Tuesday, December 4, 2012

The Dryer Fire




I thought my crust-less pumpkin pies were burning. I opened the oven, but they looked fine. Then I thought it was the shop-vac causing the odor. So did my husband, who was vacuuming, trying to clear out cobwebs in an open wall to determine the source of a water leak.

But soon he was rushing up the stairs to the kitchen where I was washing dishes.

“Where’s the fire extinguisher?” he asked.

Before I could answer, he spotted it, grabbed it. “There’s a fire in the laundry room,” he called bounding back downstairs.

“Do I need to call 911?” I asked.

“No,” he answered.

I rarely call it, but I’m the person 911 was designed for.

When I was a child, fire in an alley trashcan began to burn our back fence. It wasn’t anywhere near the house, but that didn’t stop me from leashing our dogs, scooping up the cage of white rats my sister and I kept as pets, and running across the street to take shelter at the Kiley’s until the fire was out, and the engine cruised quietly away.

Afterward I memorized the phone numbers for both the fire and police departments, but was plagued by nightmares in which I could never dial properly. I transposed numbers, or forgot them, or my finger slipped from the rotary dial. The advent of both the push-button phone and the universal emergency number did much to relieve my anxiety.

Part of me longed to dig out my cell phone (we don’t have a landline) and summon trained professionals to save us. But my husband said we didn’t need help and I trust him, so I went into I’m-cool-in-a-crisis mode, opening doors and windows upstairs, reassuring our cats crying in the cloud of foul smoke billowing into the living rom.

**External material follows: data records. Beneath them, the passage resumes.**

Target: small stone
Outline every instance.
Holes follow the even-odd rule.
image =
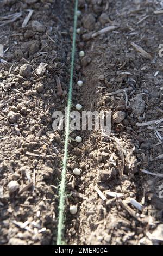
[[[81,60],[82,66],[85,67],[91,62],[91,59],[89,56],[85,56]]]
[[[26,107],[22,107],[21,109],[20,112],[23,115],[26,115],[27,114],[27,108]]]
[[[79,10],[77,11],[77,15],[78,17],[79,17],[81,15],[81,14],[82,14],[81,11],[79,11]]]
[[[19,118],[21,117],[21,115],[19,113],[15,113],[14,111],[10,111],[7,115],[8,120],[11,123],[16,123]]]
[[[85,52],[84,51],[80,51],[79,52],[79,56],[80,57],[84,57],[85,56]]]
[[[102,13],[99,16],[99,21],[102,25],[105,25],[106,23],[109,22],[109,19],[108,14],[106,13]]]
[[[32,30],[27,30],[24,33],[24,36],[25,38],[30,38],[33,36],[33,32]]]
[[[79,80],[77,82],[78,86],[80,86],[80,87],[83,86],[83,82],[81,80]]]
[[[20,175],[17,173],[15,173],[12,174],[12,178],[14,180],[17,180],[20,179]]]
[[[24,64],[20,68],[19,74],[24,78],[30,78],[32,76],[32,66],[28,64]]]
[[[72,205],[70,207],[70,212],[71,214],[76,214],[77,211],[78,211],[78,208],[76,205]]]
[[[43,207],[45,207],[45,203],[43,201],[40,201],[39,204],[38,204],[38,205],[39,207],[40,207],[40,208],[43,208]]]
[[[80,172],[80,170],[79,170],[79,169],[78,169],[77,168],[76,168],[73,170],[73,173],[74,175],[80,175],[80,174],[81,174],[81,172]]]
[[[91,35],[92,33],[86,33],[86,34],[84,34],[82,35],[82,39],[84,41],[86,42],[87,41],[89,41],[91,39]]]
[[[10,193],[13,193],[18,190],[20,187],[19,184],[16,181],[10,181],[8,185],[8,190]]]
[[[94,29],[96,19],[91,14],[84,15],[82,19],[82,22],[85,28],[89,31]]]
[[[82,150],[78,148],[76,148],[74,150],[74,154],[76,156],[79,156],[81,155],[82,153]]]
[[[104,160],[109,159],[110,156],[110,154],[107,153],[107,152],[101,152],[101,155]]]
[[[32,27],[33,30],[35,30],[38,32],[45,32],[46,31],[45,27],[38,21],[33,21]]]
[[[76,109],[77,110],[81,110],[82,108],[82,106],[80,104],[77,104],[76,106]]]
[[[39,93],[42,93],[44,89],[43,84],[42,84],[41,83],[39,83],[35,86],[35,89]]]
[[[31,54],[35,54],[40,50],[40,42],[36,40],[32,41],[30,44],[29,51]]]
[[[124,119],[125,113],[122,111],[118,111],[115,112],[112,117],[112,120],[114,123],[119,123],[122,122]]]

I turned off the oven, shoved my baked goods into the fridge, hoping they were still edible, pressed the damp dishtowel I’d been using over my nose, and headed to our basement and the smoke.

If the fire was indeed small and controllable, I understood Kevin’s reluctance to dial 911. Several years ago his mother had small kitchen fire, dialed help, and ended up living with us for months while our contractor haggled with the insurance company to replace not only the kitchen cabinets, but the flooring and wallboard throughout the house that was damaged from smoke, the fire-hose, and built-in sprinklers.

My husband, no doubt remembered that headache, and knew we had no friends or relatives to bunk with.

I found him in the laundry room, respirator strapped to his face, sliding a melted laundry basket filled with smoking towels away from the dryer.

In August, when he opened the wall in our laundry room, Kevin temporarily rerouted the dryer exhaust pipe. It ran across the ceiling from interior to exterior wall and had a small dip mid-run. It was here, he guessed, that lint built up and ignited. The flexible pipe burnt in two, one piece falling into the clean towels in the basket in front of the dryer. (As we’ve been tearing out walls and ceilings, we’ve taken down all our smoke detectors.)

The towels burned and the basket melted, as did the front of the dryer, licked by flames. The damage was minor: the toxic smell and smoke cleared once I plugged in fans and pulled in fresh air. Extinguisher-powder coated everything, and I lost some towels, a t-shirt, plus two laundry baskets. But my husband extinguished the blaze, even managing to fix the dryer’s fried control panel.



Once the cats settled down and it was clear we were safe, the shock and my competence wore off. I felt a bit shaky as I imagined other likely scenarios.

I usually forget about the laundry until I’m brushing my teeth before bed and realize there’s a load in the washer that needs to be dried. If this had been one of those nights, we’d have been sleeping, and without detectors to warn us, our bedroom would’ve filled with smoke before we woke up coughing. 

Once awake, it’s unlikely we would’ve travelled into the smoke to get down the hall, and if we had, the open stairwell would’ve been blazing, blocking our way to the front door. That would’ve meant breaking a bedroom window (the small sections that open are too small to crawl through), climbing out through broken glass onto a two-foot wide catwalk and then, since there are no stairs or ladder, jumping from the second floor onto the dirt below.
Nice view. No egress. 

Would I have thrown my cats off the balcony? Would I have seen our Bengal kitty again?

If my cell phone was in the bedroom and I remembered to grab it, I would’ve dialed 911. If not, we would’ve pounded on a neighbor’s door, asked to use the phone. Either way, we’d wait helplessly for the fire department to arrive (it’s eight minutes to the station) while our home burned.

But our home did not burn. Unusually, my husband was standing in the basement hallway when the fire started and put it out quickly.

It took weeks to figure out the cause of the leak he’d been investigating, so difficult to recreate—shower water travelling behind the faucet­—that we can only believe, as Kevin said the night of the fire, “It was God’s way of saving us.”

After we turned off the fans, shut the windows, and Swiffered the floor, we climbed into bed, and I huddled close to my husband, listening to his heartbeat in my ear. It was three days before Thanksgiving and thanksgiving swelled in my chest.  We had been rescued from the fire, spared homelessness and worse, saved by Kevin and by grace, given everything we needed and more.